Ben böyle düşünüyorum. "Değişim Rüzgârları"nda anneler hakkında bir bölüm vardı örneğin.

Hatırlıyor musunuz onu gerçekten? Benim için önemlidir o. Onu siteme koyacaktım, ama sonra annem alınır diye koyamadım. Tabii bu işin şakası annem alınacak olsa çizmezdim zaten.

Bir de işin bu tarafı var aslında; bunu okuyunca anneniz ne tepki verdi, merak ediyorum.

Ben şu anda annemle birlikte oturuyorum çünkü ev kirası ödeyebilecek durumum yok. O zaten okumuyor benim yazıp çizdiklerimi. Okusa da anlayabileceğinden pek emin değilim. O sadece hoşnut oluyor kendisini çizgilerimde görmekten.

Yani oradaki annenizdi.

Tabii, ben onu direkt mürekkepli kalemle defterime çizmiştim. Eskiden Bomonti'de bir çay bahçesi vardı oraya götürmüştüm annemi. O otururken ben de çizmiştim. Bu çizim bu şekilde çıktı yani. Aşağıdaki karedeki kız da, ben Cumhuriyet'te çalışırken stajyerdi.

Kendinize gülüp gülmediğinizi söylemediniz hâlâ.

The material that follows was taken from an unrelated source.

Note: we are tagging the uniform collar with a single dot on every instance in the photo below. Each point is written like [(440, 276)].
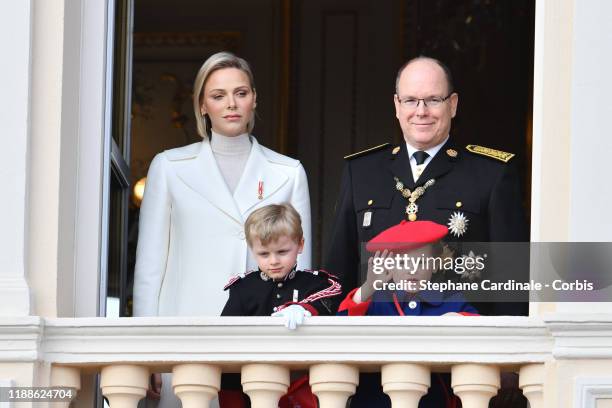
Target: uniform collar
[(432, 151)]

Ben en çok kendime gülerim. Kendimi çok komik buluyorum. Komik olmaya çalıştığımdan değil. Yalnızken en çok kendime güldüğümü söyleyebilirim. Ben hiç ciddi olmaya çalışmadım ki aslında. Sanırım benim bir öfkem var… O öfke de ciddi bir görünüm yaratıyor galiba. Aslında öfke ciddi bir şey değildir. İnsanın öfkelendiği an, en çok çocuklaştığı, en çok sahicileştiği ve maskesini attığı andır. Öfkenin ardından denir ya; "Ben ne yaptım ya! Özür dilerim arkadaşlar! Kendimi kaybettim bir an için" Yalan. Kendini buldun aslında sen!

Herkes yanlış yola saptı, ben doğru yolu tutturdum diyor musunuz kendinize?

Ben haklı olmaya çalışmıyorum. Genelde "ben" kelimesine vurgu yapmamaya özen gösteriyorum. İfade ettiğim hiç bir düşüncemde haklılık iddiası taşımıyorum. Çünkü haklılık bir çatışmanın varlığını gösterir. Benim çatışmak, kavga etmek gibi bir niyetim yok. hiç bir zaman bana yönelik bir övgü ya da küfür içeren yazıya köşemden cevap vermedim. Dikkat ederseniz medyada bu al gülüm ver gülüm mevzu bol bol yaşanıyor. Böylece birbirlerinin reklamını yapıyorlar. Bir küçük seçkinler kulübü bütün dünya sanki onların dar çevresinden ibaretmiş gibi sürekli birbirlerini övüyorlar. Körler, sağırlar birbirlerini böyle ağırlıyorlar. Böylece biz de aydınlanmış oluyoruz falancanın en son kimden rüşvet aldığı konusunda.

Sonuçta ben "evet işte ben haklı çıktım" demiyorum. Ne hakkı? Bunu anlamak bile bence çok önemli. Batı-Doğu diye bir ayrımımız, "Batı öyle mi ya!" diye de bir beğenimiz vardır bizim. Batı'da her şey her zaman iyi gider. Ben bunun olduğunu düşünmüyorum. Sonuçta insan her yerde insan. Kültür farklılıkları, üzerimize giydiğimiz elbiselerin farklı olması bir şey değiştirmiyor. Niye Doğu'ya gittiğimi net bir şekilde bilmiyorum aslında. Üzgün ve mutsuzdum. O günlerdeki duygularımı çok iyi hatırlamıyorum. Ancak yazdıklarımı okuyunca bir şeyler çıkacak. Onları yazmasaydım "o günlerde ne hissediyordum acaba?" diye soracaktım kendi kendime. Ben seyahat boyunca günü gününe not tuttum.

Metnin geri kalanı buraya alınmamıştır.